Families Fight Native American Adoption Rules

by AMANDA LOVIZA-VICKERY


ALEXANDRIA, Va. (CN) - The Indian Child Welfare Act prevents Native Americans from choosing the best adoptive family for their children, parents and adoption agencies claim in Federal Court.
     The lawsuit from the National Council for Adoption et al. is not the first to challenge the constitutionality of the 1978 law and its enforcement by the Department of the Interior and the Bureau of Indian Affairs.
     At one time, the federal government went out of its way to remove children from reservations, under its so-called assimilation policy.
     Now the law takes children such as 10-month-old plaintiff T.W., who has never lived on a reservation and has no tangible ties to his tribal roots, and narrows his choices for an adoptive family. His plaintiff guardian calls that an unconstitutional violation of the baby's and his parents' due process rights.
     The two plaintiff children and their families present different facts.
     T.W. is Navajo. His non-Indian foster parents want to adopt him. His guardian sues on behalf of the child.
     Co-plaintiffs D.V. and N.L. are birth parents of a child whose father, D.V., is a Yaqui. They do not live on a reservation and they do not want the Pascua Yaqui tribe to have a say in the adoption process. They are suing on their own behalf.
     T.W. was born in 2014. On Nov. 4, when he was 3 months old, he was left unattended on a sofa while in the care of his uncle. He fell and his two young cousins climbed on top of him, according to the May 27 lawsuit. He suffered severe brain damage, hemorrhages in his eyes and fractured ribs.
     While he was hospitalized, his mother told a social worker she would not be able to give him the 24-hour care he required. T.W. was placed in a foster home.
     A neurologist predicted that T.W. will never walk, talk, eat on his own or use the bathroom on his own, but he has made steady progress in the care of his foster parents. They can provide 24-hour care, and allow his mother to visit him, his guardian says.
     His foster parents want to adopt him, and his mother wants them to adopt him, but as an "Indian child," his foster placement and adoption are subject to Indian Child Welfare Act regulations.
     The ICWA states that absent "good cause to the contrary," a state court must give preference to foster placement with a member of an Indian child's extended family, a foster home licensed or approved by the Indian child's tribe, an Indian foster home, or an institution approved by an Indian tribe.
     T.W.'s foster parents meet none of those requirements, so the Arizona Department of Child Services must search for a Native American family, even though the agency supports adoption by his non-Indian foster parents.
     The child's best interests and his bonding with his foster parents are not factors to be considered in the "good cause" determination under the ICWA, according to the lawsuit. Rather, adherence to ICWA regulations and good-cause requirements will delay his adoption, if not remove him from his foster parents.

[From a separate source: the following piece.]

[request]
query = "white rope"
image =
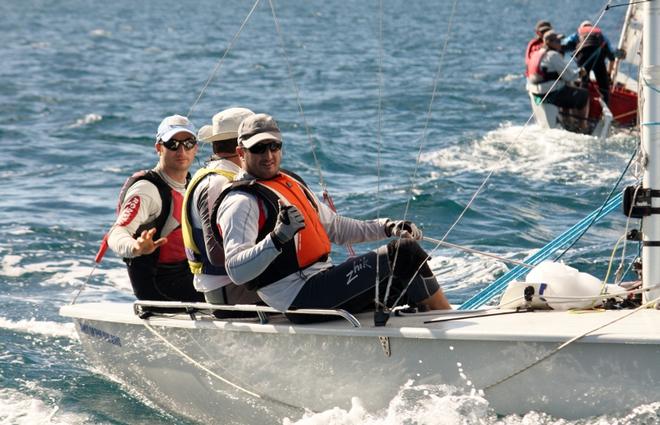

     The ICWA thereby violates constitutional rights of due process and equal protection to Indian children, their birth parents, and their would-be adoptive parents. It denies birth parents' the ability to direct the upbringing of their children and limits the children's adoption options based on their ancestry, according to the 54-page complaint.
     Also, the ICWA's 2015 Guidelines violate the Administrative Procedure Act because they did not adhere to notice and comment regulations, they tell states what they cannot do, and they diverged drastically from earlier ICWA guidelines, according to the lawsuit.
     In South Carolina in 2013, several birth mothers of Native American children put up for adoption filed their own lawsuit challenging the constitutionality of the ICWA, alleging that the law violates their right to choose adoptive parents who will provide a stable environment for their children.
     The U.S. Supreme Court ruled in 2013 that the Indian Child Welfare Act does not require that a Cherokee child be taken from her adoptive family and given to a Cherokee father she never knew. Justice Samuel Alito wrote that ruling for a 5-4 court.
     The mother in that case then sued the Cherokee Nation , which supported the child's placement with her Indian father. Lead plaintiff Christinna Maldonado also challenged the constitutionality of the Indian Child Welfare Act.
     The families in the new case are represented by Jacob Siler with Gibson, Dunn & Crutcher, of Washington, D.C. Building Arizona Families is also a plaintiff in the Virginia case, on behalf of its clients D.V. and N.L.